Prodded by a national uproar over police brutality, lawmakers — including Connecticut Sens. Richard Blumenthal and Chris Murphy — plan to introduce a series of police reform bills this week.

Some of the more ambitious legislation may face pushback by congressional Republicans who also want to take action but prefer a more “hands off” approach. But there is bipartisan consensus that Congress needs to act.

Drafted by the Rep. Karen Bass, D-Calif.,  who chairs the Congressional Black Caucus, Rep. Jerrold Nadler, D-N.Y., chairman of the House Judiciary Committee, and Sens. Cory Booker, D-N.Y. and Kamala D. Harris, D-Calif.  a bill slated to be introduced on Monday aims to address the excessive use of police force by curbing “qualified immunity.”

That’s a legal doctrine that shields police officers and other government officials from being sued for actions performed within their official capacity, unless those actions violate the law or someone’s constitutional rights.

To provide greater transparency of police  behavior, the bill would grant subpoena power to the Justice Department to conduct “pattern and practice” investigations of potential misconduct and help states conduct independent investigations.

That bill, called the Justice in Policing Act of 2020, and other legislation that will be unveiled this week, would mark the first federal effort to overhaul policing spurred by a string of police-involved killings of black men and women, including the choking death last month of George Floyd in Minneapolis.

House Speaker Nancy Pelosi said she wanted to press for the broadest reforms possible.

“Let’s take this moment to be an inflection point, a pivotal one, that we are going to not just proceed incrementally but in a very strong way to do things differently,” Pelosi said.

The furor over Floyd’s killing and the issue of racial injustice has prompted Republicans to say they want reforms, too.

House Minority Leader Kevin McCarthy, R-Calif., said he believes Democrats and Republicans can find “common ground,” such as tying federal funds to better police training and ensuring that bad officers can be removed.

“I believe this is a moment for us,” McCarthy said. “I hope that, in this moment in time, Congress rises to the occasion. Because I will tell you, from the (lawmakers) that I have talked to on both sides of the aisle, there’s a great desire to do that.”

But what steps Congress will ultimately take — or can take — are unclear. John DeCarlo, a professor of criminal justice at the University of New Haven and a former Branford police chief, said most of the nation’s 700,000 police officers work for towns, cities and counties and are out of reach of the federal government.

But Congress can set standards for training and establish a certification database, he said. The United States could also follow Great Britain’s lead and establish a national office of policing, DeCarlo added.

Lawmakers asked congressional researchers to determine what they could do under the U.S. Constitution to police local cops and discovered that the options are limited.

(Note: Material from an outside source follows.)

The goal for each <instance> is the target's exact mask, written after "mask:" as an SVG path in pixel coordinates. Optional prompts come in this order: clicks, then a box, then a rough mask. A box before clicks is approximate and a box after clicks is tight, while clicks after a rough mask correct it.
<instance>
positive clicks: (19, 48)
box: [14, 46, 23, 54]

“The U.S. Constitution established a federal government of limited powers,” said a report by the Congressional Research Service in response to their queries. “A general police power is not among them. That authority is largely reserved for the states.”

But the CRS report said Congress could use its power of the purse to “encourage states to take or refrain from various activities,” including implementing police reforms that include a better way to eliminate bad cops from a force.

The CRS also said the federal government can investigate civil rights abuses committed by a police department under current civil rights laws.

While Congress’s powers are limited, the number of policing bills introduced since Floyd’s death last month is steadily increasing, and Pelosi has vowed to bring back the U.S. House to vote as soon as its package of policing reforms is ready for the floor, likely by the end of June.

For example, a bill sponsored by Reps. Sheila Jackson Lee, D-Texas, Ilhan Omar, D-Minn., and House Judiciary Committee Chairman Jerry Nadler, D-N.Y., named the George Floyd Law Enforcement Trust and Integrity Act, calls for new national policing standards and accreditation, as DeCarlo recommended.

The bill would also require every state, local and federal law enforcement agency to provide data to the Department of Justice on the use of deadly force by and against police officers, along with data on traffic and pedestrian stops, and to create a new task force to investigate and prosecute cases of law enforcement misconduct.

Blumenthal, meanwhile, is pressing for action on the Police Training and Independent Review Act.  The legislation, which Blumenthal said is modeled after state laws, would provide cities and states resources sources for training, screening of recruits and evaluation of police officers.

“The nation should take (Connecticut’s) protocols and widen them across the country,” Blumenthal said at a joint press conference with fellow senator Murphy in Hartford on Friday.

Blumenthal also said the legislation would establish an independent prosecutor to investigate cases of police wrongdoing.

Murphy and Sen. Chuck Schumer, D-N.Y., plan to introduce legislation this week that would require federal officers in uniform at demonstrations to have their agencies and names visibly marked. Murphy said President Donald Trump is “trying to intimidate peaceful protesters by having unidentified and unaccountable federal law enforcement officers assigned to the protests.

He also said the widespread anger Floyd’s death has ignited is understandable.

“The moment of reckoning is long overdue,” Murphy said. “African-Americans have been prosecuted and hunted down for decades and centuries in this country.”